Иногда Тейлор устраивал у себя вечеринки для узкого круга. У него была страсть к женским нарядам, и я, поднаторевший по этой части еще в период эстетизма, помогал ему в выборе шляпок и платьев, которые он надевал, забавляя честную компанию. Иные из молодых людей, имевшие столь же развитые вкусы в области мод, как и Альфред, давали под его руководством целые представления, комические или драматические, нередко восходившие к Священному писанию. Однажды Тейлор и двое юношей разыграли в мою честь «Саломею» – это было первое и единственное представление огненной драмы на английской земле, и я был растроган их воодушевлением. Чарли Мэйсон, едва оправившийся после ареста на Кливленд-стрит [84] , в роли Саломеи был пластичен, как сама божественная Сара, а Альфред перевоплотился в величественную, хоть, может быть, и чересчур женственную, Иродиаду. Это был восхитительный вечер; в конце его юноши увенчали меня лилиями – миртового венка в Англии не раздобыть – и носили по комнате на руках. Я произнес маленькую речь, в которой поблагодарил их за столь искреннюю игру.
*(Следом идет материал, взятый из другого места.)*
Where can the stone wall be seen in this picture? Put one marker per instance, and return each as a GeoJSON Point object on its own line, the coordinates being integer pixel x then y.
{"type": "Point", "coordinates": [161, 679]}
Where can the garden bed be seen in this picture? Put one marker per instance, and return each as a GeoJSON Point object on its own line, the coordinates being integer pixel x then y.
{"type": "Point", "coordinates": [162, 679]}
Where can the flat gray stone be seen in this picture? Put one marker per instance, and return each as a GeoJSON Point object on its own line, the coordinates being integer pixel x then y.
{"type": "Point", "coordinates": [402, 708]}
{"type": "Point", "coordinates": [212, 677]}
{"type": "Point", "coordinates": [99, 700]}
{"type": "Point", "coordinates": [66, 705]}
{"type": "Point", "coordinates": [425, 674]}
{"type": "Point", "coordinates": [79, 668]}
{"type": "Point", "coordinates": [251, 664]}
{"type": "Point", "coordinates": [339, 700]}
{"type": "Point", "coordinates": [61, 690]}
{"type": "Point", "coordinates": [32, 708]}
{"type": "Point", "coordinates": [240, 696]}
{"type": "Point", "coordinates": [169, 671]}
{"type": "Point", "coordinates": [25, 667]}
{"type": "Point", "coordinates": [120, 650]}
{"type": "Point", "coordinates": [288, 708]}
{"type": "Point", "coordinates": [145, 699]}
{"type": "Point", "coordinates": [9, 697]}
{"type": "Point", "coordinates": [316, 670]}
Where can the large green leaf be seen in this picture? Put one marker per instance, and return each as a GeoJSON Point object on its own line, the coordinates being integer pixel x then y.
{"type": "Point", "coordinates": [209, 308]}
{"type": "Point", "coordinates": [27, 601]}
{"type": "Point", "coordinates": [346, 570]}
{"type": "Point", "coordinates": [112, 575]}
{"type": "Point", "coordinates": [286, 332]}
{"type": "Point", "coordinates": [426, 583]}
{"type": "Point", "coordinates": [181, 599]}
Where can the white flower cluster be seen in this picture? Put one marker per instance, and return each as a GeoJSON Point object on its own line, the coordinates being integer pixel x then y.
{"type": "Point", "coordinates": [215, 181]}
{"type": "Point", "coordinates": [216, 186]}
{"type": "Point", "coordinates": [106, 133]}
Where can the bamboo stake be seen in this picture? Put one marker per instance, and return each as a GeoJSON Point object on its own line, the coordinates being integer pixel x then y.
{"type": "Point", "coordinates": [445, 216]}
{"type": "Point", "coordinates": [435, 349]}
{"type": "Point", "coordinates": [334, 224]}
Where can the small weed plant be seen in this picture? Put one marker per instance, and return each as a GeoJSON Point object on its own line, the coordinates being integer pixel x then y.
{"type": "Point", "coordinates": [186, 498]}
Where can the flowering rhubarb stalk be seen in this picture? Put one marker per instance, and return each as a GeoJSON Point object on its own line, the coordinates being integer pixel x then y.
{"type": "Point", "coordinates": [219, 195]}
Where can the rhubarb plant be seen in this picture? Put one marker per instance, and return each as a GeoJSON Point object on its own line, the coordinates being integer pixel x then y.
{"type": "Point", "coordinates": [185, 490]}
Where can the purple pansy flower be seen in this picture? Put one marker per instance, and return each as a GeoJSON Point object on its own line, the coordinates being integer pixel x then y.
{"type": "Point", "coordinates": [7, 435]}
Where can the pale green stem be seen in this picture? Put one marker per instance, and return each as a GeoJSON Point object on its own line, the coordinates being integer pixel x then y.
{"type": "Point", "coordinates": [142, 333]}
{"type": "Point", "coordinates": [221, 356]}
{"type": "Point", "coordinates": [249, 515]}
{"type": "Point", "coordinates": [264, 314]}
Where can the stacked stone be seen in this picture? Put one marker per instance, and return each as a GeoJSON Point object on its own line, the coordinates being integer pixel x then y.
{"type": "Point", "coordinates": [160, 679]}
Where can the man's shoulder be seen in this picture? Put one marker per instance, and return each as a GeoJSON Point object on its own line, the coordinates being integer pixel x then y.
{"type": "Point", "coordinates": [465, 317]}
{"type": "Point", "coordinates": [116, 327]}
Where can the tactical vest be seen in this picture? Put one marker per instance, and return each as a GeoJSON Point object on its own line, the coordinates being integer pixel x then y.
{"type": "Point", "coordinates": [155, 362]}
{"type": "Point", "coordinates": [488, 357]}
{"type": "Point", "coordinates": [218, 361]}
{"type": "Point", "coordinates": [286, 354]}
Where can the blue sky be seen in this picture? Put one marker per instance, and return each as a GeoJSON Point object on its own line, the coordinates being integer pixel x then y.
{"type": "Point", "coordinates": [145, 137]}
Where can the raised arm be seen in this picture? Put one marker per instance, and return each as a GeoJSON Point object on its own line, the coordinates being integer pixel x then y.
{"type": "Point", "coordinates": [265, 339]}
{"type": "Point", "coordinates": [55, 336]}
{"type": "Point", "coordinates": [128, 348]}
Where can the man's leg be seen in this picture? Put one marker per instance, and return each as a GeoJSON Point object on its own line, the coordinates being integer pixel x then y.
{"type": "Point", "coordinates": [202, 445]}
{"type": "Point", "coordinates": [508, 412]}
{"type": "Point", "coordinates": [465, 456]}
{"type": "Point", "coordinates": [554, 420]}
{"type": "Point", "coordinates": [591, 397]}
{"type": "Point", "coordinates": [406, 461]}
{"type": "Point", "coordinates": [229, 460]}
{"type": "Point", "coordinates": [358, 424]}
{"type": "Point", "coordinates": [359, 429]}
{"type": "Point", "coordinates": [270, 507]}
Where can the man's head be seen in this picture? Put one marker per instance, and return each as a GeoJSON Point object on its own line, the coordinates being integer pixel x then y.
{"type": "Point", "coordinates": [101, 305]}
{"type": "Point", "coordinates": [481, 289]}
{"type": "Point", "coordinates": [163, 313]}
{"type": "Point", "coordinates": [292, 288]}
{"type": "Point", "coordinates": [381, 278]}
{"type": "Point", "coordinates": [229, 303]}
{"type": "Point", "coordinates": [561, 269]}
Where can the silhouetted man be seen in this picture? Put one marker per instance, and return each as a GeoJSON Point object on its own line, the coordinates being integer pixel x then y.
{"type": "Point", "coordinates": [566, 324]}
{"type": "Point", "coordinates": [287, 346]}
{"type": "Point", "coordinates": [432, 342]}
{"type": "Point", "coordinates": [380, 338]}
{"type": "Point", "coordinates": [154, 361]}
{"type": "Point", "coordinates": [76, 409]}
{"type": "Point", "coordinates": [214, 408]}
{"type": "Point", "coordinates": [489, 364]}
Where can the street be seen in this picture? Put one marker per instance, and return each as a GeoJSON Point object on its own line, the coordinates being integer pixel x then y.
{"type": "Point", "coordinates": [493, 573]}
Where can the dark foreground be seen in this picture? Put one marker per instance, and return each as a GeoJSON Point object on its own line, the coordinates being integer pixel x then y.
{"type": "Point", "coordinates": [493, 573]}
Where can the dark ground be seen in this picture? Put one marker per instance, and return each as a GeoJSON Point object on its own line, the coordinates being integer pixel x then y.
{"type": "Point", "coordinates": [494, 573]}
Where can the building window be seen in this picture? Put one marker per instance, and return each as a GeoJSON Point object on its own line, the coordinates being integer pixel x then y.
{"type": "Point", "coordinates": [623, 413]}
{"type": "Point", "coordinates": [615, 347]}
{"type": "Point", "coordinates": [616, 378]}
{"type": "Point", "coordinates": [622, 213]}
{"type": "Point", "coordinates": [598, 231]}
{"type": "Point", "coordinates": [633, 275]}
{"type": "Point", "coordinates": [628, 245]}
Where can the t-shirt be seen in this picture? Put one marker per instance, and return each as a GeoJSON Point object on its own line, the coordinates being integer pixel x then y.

Я могу выступать на сцене, если только автор пьесы – я сам; но однажды Альфред все же уговорил меня участвовать в одном из его представлений. Моя любовь к Королеве общеизвестна, и меня удивляет, почему ей до сих пор не пришло в голову мне написать; впрочем, она, кажется, безраздельно поглощена подготовкой южноафриканской кампании. Альфред не раз говорил мне о моем замечательном сходстве с ней; в чем именно – я, конечно, так и не понял. И вот однажды в новогодний вечер – вероятно, это был девяносто четвертый, до катастрофы оставался год – я облачился в черное и на голову мне была водружена небольшая, но прелестная корона. Полагаю, что лучшего актера на эту роль подобрать было невозможно; тихо и скромно я произнес слова о том, что служу народу, и о дорогом покойном Альберте. Когда я кончил, все встали и запели «Боже, храни Королеву»; растроганный, я пообещал им монаршее благословение в Страстной четверг. Думаю, таким я больше никогда не был.